Fig. 3.

Hydroxyurea (HU) synergizes with ponatinib in inducing growth inhibition in BCR-ABL1 positive cell lines and suppresses out-growth of cells harboring T315I-inculding BCR-ABL1 mutations. (A-C) Human CML cell lines (A), Ba/F3 cells expressing various mutant forms of BCR/ABL1 (B), and primary leukemic cells obtained from CML patients (C), were incubated in control medium (Co) or in various concentrations of HU, ponatinib or the combination of both drugs as indicated at 37 °C for 48 h. Thereafter, ³H-thymidine-uptake was measured. Results are expressed as percent of control and represent the mean±S.D. from triplicates. Patients' numbers in (C) refer to Table 2. (D) Human CML cell lines were incubated with control medium (Co) or medium containing various concentrations of HU, ABL001 or the combination of both drugs as indicated at 37 °C for 48 h.

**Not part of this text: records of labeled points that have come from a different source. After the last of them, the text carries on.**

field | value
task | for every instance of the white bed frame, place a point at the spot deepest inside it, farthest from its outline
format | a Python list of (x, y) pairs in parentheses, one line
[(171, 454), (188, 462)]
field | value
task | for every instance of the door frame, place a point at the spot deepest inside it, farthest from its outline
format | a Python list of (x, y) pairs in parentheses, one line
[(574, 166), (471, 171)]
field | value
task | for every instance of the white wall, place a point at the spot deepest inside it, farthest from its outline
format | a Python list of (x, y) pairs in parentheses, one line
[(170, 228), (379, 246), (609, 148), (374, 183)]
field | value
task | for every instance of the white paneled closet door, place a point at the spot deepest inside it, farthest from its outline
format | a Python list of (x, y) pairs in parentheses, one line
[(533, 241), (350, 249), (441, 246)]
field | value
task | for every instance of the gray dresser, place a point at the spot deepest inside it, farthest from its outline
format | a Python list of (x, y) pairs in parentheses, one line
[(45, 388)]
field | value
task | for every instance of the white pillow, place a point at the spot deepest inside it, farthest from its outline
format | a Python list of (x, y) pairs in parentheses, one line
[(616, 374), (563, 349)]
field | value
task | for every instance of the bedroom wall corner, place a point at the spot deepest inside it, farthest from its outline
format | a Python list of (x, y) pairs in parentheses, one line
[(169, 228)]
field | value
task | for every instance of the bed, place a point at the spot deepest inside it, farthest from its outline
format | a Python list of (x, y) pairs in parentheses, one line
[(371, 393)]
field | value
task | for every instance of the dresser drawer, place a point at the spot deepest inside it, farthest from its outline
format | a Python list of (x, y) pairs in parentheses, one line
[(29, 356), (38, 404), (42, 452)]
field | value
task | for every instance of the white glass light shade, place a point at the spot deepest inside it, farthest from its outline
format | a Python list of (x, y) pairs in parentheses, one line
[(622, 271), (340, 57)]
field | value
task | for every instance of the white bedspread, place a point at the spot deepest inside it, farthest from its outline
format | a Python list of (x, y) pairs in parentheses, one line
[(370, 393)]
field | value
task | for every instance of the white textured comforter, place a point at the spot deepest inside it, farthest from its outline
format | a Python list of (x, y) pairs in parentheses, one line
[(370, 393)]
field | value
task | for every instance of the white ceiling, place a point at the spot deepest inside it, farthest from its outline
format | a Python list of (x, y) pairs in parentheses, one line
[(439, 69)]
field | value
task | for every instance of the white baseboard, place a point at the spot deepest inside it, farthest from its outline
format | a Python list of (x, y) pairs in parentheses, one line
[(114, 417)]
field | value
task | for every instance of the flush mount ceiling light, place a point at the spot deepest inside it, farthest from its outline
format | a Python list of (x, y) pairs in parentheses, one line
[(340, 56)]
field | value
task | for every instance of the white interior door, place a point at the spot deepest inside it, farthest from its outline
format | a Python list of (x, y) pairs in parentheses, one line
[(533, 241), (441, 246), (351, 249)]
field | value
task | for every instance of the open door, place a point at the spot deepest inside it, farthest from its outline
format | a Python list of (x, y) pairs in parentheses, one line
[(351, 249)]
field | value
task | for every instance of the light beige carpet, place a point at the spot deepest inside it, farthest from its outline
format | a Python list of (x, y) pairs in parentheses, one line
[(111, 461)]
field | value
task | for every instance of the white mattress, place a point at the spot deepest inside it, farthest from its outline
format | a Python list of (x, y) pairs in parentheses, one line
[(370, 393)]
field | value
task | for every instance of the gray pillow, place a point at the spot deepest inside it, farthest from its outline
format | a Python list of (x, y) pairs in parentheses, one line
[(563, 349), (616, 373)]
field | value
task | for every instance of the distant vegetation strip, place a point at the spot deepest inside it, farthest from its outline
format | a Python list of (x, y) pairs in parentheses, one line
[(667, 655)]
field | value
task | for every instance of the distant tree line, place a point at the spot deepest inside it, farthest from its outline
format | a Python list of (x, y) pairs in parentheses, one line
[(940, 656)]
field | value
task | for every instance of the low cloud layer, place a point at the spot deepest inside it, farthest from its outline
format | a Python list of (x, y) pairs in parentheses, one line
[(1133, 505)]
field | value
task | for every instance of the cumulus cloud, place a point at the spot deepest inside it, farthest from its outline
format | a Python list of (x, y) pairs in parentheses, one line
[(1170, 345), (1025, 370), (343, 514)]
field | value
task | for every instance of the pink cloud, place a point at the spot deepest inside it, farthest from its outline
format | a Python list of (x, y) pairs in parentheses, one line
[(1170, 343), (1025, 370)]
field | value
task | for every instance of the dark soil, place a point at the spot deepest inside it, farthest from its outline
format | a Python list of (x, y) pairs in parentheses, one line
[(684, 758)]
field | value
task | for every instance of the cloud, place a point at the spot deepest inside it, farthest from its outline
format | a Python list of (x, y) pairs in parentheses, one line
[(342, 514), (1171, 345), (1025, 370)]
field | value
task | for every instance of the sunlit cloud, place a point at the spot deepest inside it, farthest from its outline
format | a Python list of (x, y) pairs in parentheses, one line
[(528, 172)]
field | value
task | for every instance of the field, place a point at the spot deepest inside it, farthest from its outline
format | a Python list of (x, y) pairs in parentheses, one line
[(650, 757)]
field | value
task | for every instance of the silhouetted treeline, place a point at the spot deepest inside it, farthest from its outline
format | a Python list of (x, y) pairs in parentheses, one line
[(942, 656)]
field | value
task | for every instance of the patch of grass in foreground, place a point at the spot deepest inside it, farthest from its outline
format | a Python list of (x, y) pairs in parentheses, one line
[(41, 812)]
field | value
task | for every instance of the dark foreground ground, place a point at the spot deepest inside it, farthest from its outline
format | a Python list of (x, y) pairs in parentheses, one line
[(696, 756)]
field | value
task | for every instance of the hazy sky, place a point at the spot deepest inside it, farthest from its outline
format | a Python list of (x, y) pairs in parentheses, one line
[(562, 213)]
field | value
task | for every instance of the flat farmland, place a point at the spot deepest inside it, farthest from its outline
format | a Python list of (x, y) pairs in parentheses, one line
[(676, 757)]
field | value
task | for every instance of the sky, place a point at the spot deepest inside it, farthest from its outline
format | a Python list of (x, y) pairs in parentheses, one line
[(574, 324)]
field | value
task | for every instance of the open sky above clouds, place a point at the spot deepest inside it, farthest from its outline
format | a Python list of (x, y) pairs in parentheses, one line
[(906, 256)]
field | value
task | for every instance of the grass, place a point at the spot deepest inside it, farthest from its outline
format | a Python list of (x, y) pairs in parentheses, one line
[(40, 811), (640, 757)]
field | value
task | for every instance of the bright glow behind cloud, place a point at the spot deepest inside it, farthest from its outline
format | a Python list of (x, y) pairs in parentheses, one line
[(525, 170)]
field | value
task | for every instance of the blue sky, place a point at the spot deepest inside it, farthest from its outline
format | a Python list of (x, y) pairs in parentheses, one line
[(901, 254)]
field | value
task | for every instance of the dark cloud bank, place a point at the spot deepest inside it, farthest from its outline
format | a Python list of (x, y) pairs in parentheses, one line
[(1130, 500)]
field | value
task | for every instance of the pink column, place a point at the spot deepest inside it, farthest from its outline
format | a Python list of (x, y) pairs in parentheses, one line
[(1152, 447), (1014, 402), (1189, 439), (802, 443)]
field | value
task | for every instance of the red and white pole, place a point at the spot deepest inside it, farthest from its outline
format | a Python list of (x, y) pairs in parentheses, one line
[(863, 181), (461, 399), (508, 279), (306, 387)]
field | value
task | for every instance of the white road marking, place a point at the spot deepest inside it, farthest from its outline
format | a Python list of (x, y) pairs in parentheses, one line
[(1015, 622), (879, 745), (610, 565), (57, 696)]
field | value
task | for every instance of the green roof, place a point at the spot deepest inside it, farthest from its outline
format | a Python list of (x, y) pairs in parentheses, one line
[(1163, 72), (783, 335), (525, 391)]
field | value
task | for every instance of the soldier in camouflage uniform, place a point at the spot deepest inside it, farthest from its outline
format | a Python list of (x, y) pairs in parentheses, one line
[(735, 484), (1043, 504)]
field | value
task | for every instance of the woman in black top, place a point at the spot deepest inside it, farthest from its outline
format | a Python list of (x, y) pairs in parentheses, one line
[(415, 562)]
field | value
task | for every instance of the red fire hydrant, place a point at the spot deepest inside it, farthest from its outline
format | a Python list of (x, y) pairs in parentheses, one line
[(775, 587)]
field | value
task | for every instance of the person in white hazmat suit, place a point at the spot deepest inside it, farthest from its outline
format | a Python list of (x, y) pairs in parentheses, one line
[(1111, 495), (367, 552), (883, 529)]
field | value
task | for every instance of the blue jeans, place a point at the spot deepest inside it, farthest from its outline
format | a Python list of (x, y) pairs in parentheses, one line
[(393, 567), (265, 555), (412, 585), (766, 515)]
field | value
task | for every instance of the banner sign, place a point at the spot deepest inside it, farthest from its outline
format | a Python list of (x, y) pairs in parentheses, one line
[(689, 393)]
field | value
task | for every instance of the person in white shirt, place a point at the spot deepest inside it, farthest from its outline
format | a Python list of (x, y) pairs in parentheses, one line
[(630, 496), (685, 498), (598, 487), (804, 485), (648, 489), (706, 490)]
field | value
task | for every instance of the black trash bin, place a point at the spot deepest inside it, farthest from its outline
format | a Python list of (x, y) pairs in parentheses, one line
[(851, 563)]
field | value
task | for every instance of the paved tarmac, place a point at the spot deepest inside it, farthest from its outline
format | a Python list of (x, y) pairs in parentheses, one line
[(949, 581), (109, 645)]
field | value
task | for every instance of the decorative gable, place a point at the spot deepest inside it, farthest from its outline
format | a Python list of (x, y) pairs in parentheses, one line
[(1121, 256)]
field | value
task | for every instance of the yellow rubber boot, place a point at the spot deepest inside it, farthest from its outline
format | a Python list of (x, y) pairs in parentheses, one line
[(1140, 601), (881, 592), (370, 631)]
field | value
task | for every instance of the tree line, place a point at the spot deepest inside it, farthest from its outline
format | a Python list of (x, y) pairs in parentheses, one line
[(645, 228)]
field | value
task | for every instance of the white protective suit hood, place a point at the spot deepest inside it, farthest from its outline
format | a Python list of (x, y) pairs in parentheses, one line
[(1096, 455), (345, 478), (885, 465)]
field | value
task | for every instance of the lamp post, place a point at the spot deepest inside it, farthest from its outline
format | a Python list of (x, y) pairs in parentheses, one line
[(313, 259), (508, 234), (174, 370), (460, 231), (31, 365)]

Thereafter, ³H-thymidine-uptake was measured Results are expressed as percent of control and represent the mean±S.D. of triplicates. (E) Ba/F3p210^WT (labeled by Venus), Ba/F3p210^T315I (labeled by GFP) and Ba/F3p210^T315I/E255V (labeled by tdTomato) were mixed in a 1:1:1 ratio and incubated together in control medium or in the presence of HU (100 µM), ponatinib (10 nM) or the combination of both drugs for 72 h (h). Thereafter, the ratio between clones in each condition was measured by flow cytometry. The percentage of non-viable cells was determined by trypan blue staining. Results show one typical experiment. Almost identical data were obtained in 2 other independent experiments.